As the author of the minority report, Peulich wrote, "a caring and compassionate society cannot support the taking of life when it is clearly impossible to have safeguards against errors of medical judgement, the accidental taking of human life, let alone the moral arguments which exist against state sanctioned death."

She hopes Prof. Toffler will hammer that home this week.

In a statement to Mamamia, Peulich said, "As Co-Chair of the Victorian Parliamentary Friends of Faith Communities and given the Labor Government’s work on developing a euthanasia bill which is to be introduced in the Victorian Parliament in August, representatives of faith communities and all MPs are being provided with an opportunity to listen to a speaker on this important topic before the bill is introduced."

If the bill passes, Victoria would be the first state or territory to have assisted death laws since the Northern Territory's were overturned in 1997.

Currently, terminally ill patients beyond medical relief who wish to end their life must refuse food, water and treatment, be terminally sedated (that is placed into a coma) or die by suicide.

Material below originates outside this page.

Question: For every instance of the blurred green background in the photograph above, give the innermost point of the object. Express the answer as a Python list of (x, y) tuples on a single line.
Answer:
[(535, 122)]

For Patten, the most affecting part of the inquiry came via Victorian Coroner John Olle who gave evidence regarding the ways in which some Victorians - specifically the elderly of sound mind yet in "irreversible" physical decline - that had resorted to "desperate and violent" means of suicide.

He estimated the number of elderly Victorians dying in this way at one per week.

"We're forcing people to die in pain, we're forcing people to go to extraordinary lengths when they're at a point where they're ready to go and they don't want to suffer any further," Patten said.

"I'm quite proud that we are voting on this and that we are recognising that grown ups should be allowed some autonomy.

"You know, modern science allows us to keep people alive for so long, maybe it's time we allowed people some choices at the end of that life."